Graham nodded. “Smoke that cigar out, and don’t worry me. I’ve got some thinking to do.”
Witham took up a journal, and laid it down again twenty minutes later. “Well,” he said, “you think it’s too big a thing?”
“No,” said Graham. “It depends upon the man, and it might be done. Knowing the business goes a good way, and so does having dollars in hand, but there’s something that’s born in one man in a thousand that goes a long way further still. I can’t tell you what it is, but I know it when I see it.”
“Then,” said Witham, “you have seen this thing in me?”

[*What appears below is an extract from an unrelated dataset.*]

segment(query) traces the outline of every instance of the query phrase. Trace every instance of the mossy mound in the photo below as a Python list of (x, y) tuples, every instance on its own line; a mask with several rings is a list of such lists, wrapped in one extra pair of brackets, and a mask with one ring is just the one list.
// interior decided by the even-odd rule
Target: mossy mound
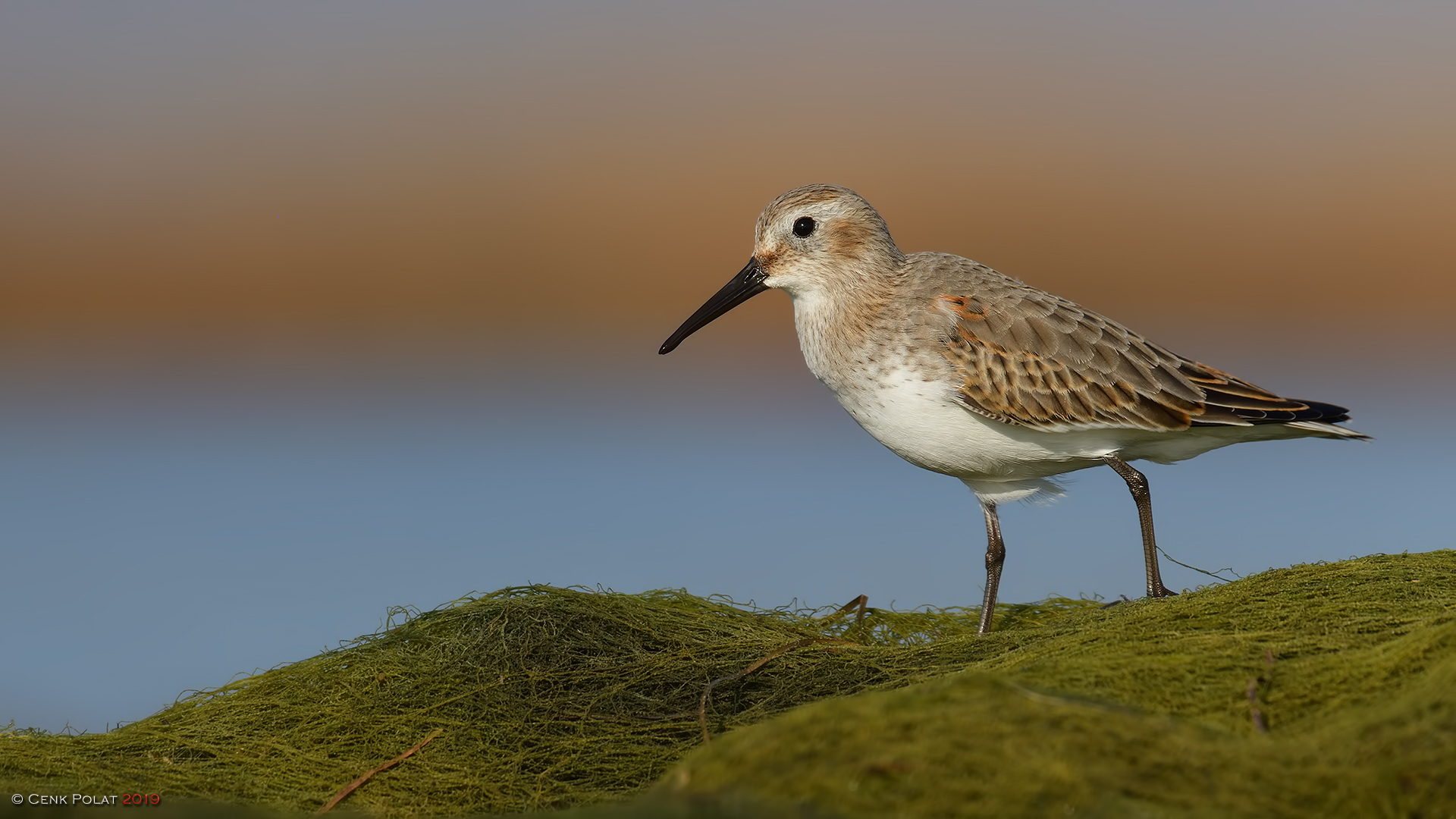
[[(508, 589), (111, 733), (0, 734), (0, 784), (316, 810), (438, 730), (344, 804), (508, 813), (662, 780), (636, 809), (1456, 813), (1452, 551), (1008, 606), (987, 637), (970, 609), (824, 614)], [(713, 689), (715, 740), (677, 765), (705, 685), (766, 657)]]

Graham nodded gravely. “Yes, sir, but you don’t want to get proud. You had nothing to do with the getting of it. It was given you. Now, we’re going to have a year that will not be forgotten by those who handle wheat and flour, and the men with the long heads will roll the dollars in. Well, I’ve no use for another clerk, and my salesman’s good enough for me, but if we can agree on the items I’ll take you for a partner.”
The offer was made and accepted quietly, and when a rough draft of the arrangement had been agreed upon, Graham nodded as he lighted another cigar.
“You may as well take hold at once, and there’s work ready now,” he said. “You’ve heard of the old St. Louis mills back on the edge of the bush country. Never did any good. Folks who had them were short of dollars, and didn’t know how they should be run. Well, I and two other men have bought them for a song, and while the place is tumbling in, the plant seems good. Now, I can get hold of orders for flour when I want them, and everybody with dollars to spare will plank them right into any concern handling food-stuffs this year. You go down to-morrow with an engineer, and, when you’ve got the mills running and orders coming in, we’ll sell out to a company if we don’t want them.”
Witham sat silent a space, turning over a big bundle of plans and estimates. Then he said, “You’ll have to lay out a pile of dollars.”